When the Americans came the breezes of the sky were summoned to pump the water from a new well outside the fence, and prosaic pipes carried it from the tank under the windmill to all parts of the garden.

All along the fence grew locust trees, whose blossoms are like white wisteria, and at their feet bloomed the pink Castilian roses brought to California by the Spanish padres. Over beyond the croquet ground there was much anise among those roses—anise, the greenest, most feathery growing thing, and withal affording sweet seeds.

In the center of the far side, shading the small gate that led to the wool barn was a very large pepper tree into whose branches we could climb, and near it grew many lilacs. Two of the walks held little bricked islands in which towered old Italian cypresses, whose smooth, small cones my cousin George assured the younger children were bat eggs. That seemed reasonable—there must be some source for the many bats that swooped about at night.

On a certain south-east corner grew the Sweetwater grape, the first to ripen, and directly across the path from it was a curious green rose, one of the rare plants of the place. The blossoms were of the same quality as the leaves, though shaped like petals. They were not pretty, just odd. The pink roses nearby were lovely, and so were the prickly yellow Scotch roses. We loved the rich red of the Gloire de Rosamonde,—isn’t that a more attractive name than Ragged Robin, or is it after all too imposing for the friendly, familiar rose? The best one of all was the Chromatella whose great yellow buds hung over the pale green balustrade of the upper balcony, like the Marecial Niel, but larger and more perfect.

In spring, spreading beds of iris were purple with a hundred blossoms and the white ornithogalums, with their little black shoe-buttons delighted us, while, later in the year, there were masses of blue agapanthus and pink amaryllis and scarlet spikes of red-hot-poker. There were no single specimens of flowers, but always enough for us to pick without censure.

The garden did not contain even one palm tree, or a bit of cactus, nor do I remember a eucalyptus tree, a variety belonging to a later importation. There were two large bunches of pampas grass and two old century plants, which we desecrated in the usual child fashion by scratching names and pictures on the gray surface. There were no annuals.

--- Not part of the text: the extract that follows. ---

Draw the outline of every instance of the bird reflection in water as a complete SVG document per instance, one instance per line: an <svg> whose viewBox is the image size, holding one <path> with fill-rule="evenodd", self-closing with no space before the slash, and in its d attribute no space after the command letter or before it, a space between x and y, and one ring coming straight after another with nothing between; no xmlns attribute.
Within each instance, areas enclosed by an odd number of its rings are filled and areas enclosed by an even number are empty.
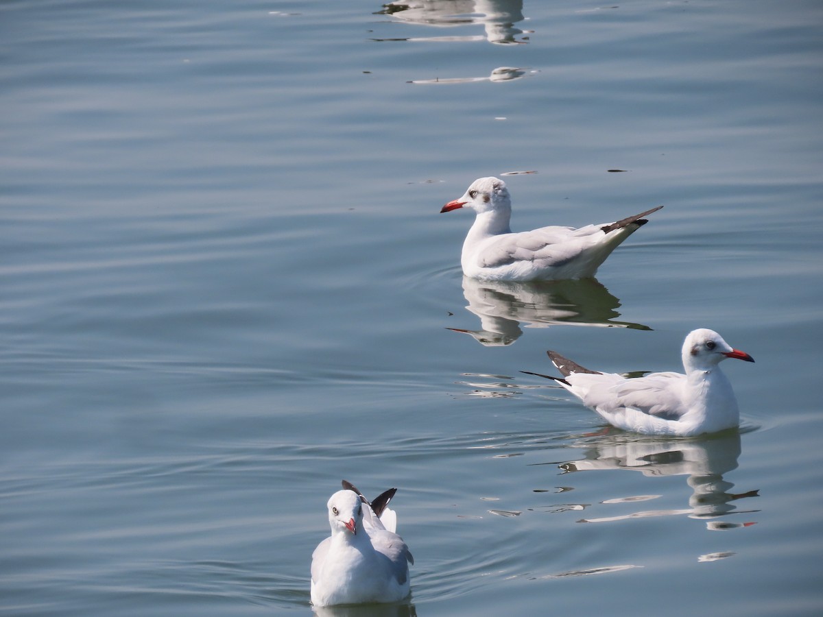
<svg viewBox="0 0 823 617"><path fill-rule="evenodd" d="M717 521L732 513L755 513L738 510L737 502L746 497L758 497L757 490L733 491L734 485L723 475L737 467L741 452L740 434L727 431L699 438L672 439L639 437L619 432L587 442L585 457L560 466L565 473L595 470L630 470L644 476L687 476L691 488L689 508L682 509L641 510L630 514L597 518L584 518L580 522L607 522L645 517L687 515L706 521L711 531L749 527L742 523ZM646 502L659 495L639 495L607 499L601 504Z"/></svg>
<svg viewBox="0 0 823 617"><path fill-rule="evenodd" d="M480 329L450 327L469 334L486 346L511 345L525 327L600 326L650 330L648 326L615 321L620 300L596 279L515 282L463 281L469 311L480 318Z"/></svg>
<svg viewBox="0 0 823 617"><path fill-rule="evenodd" d="M430 27L454 28L481 24L483 35L468 36L432 36L399 40L461 41L488 40L495 44L525 43L528 37L518 36L528 31L515 27L523 21L522 0L417 0L396 2L383 5L378 15L388 15L393 20ZM398 40L378 39L377 40Z"/></svg>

Orange blossoms, honey-suckle, lilac, and lemon verbena, roses, oleander and heliotrope made a heaven of fragrance. For years the bees had stored their treasure in the wall of grandfather’s room, which, being a wooden addition to the house, offered a hollow space; the odor of the honey mingled with that of the old leather bindings of his books in the room, and with the flowers outside. The linnets, friendly, and twittering, built about the porch, and the swallows nested under the eaves; the ruby-throated and iridescent humming birds darted from flower to flower and built their felt-like nests in the trees, and great lazy, yellow and black butterflies floated by.

And children wandered here and played, or climbed the spreading tree for the heavy figs bursting with their garnered sweetness, or picked crimson kernels from the leathery pomegranates, or lying under the green roof of the low-spread grape vines, told fairy stories while feasting. There seemed no limit to our capacity for eating fruit, and I never knew any one to suffer. One morning at an eating race I won with thirty-two peaches, not large ones, fortunately.

Over by the wind-mill was a boggy bed of mint, and many a brew of afternoon tea it afforded us,—mint tea in the summer house, with Ying’s scalloped cookies, sparkling with sugar crystals, and our mothers for guests.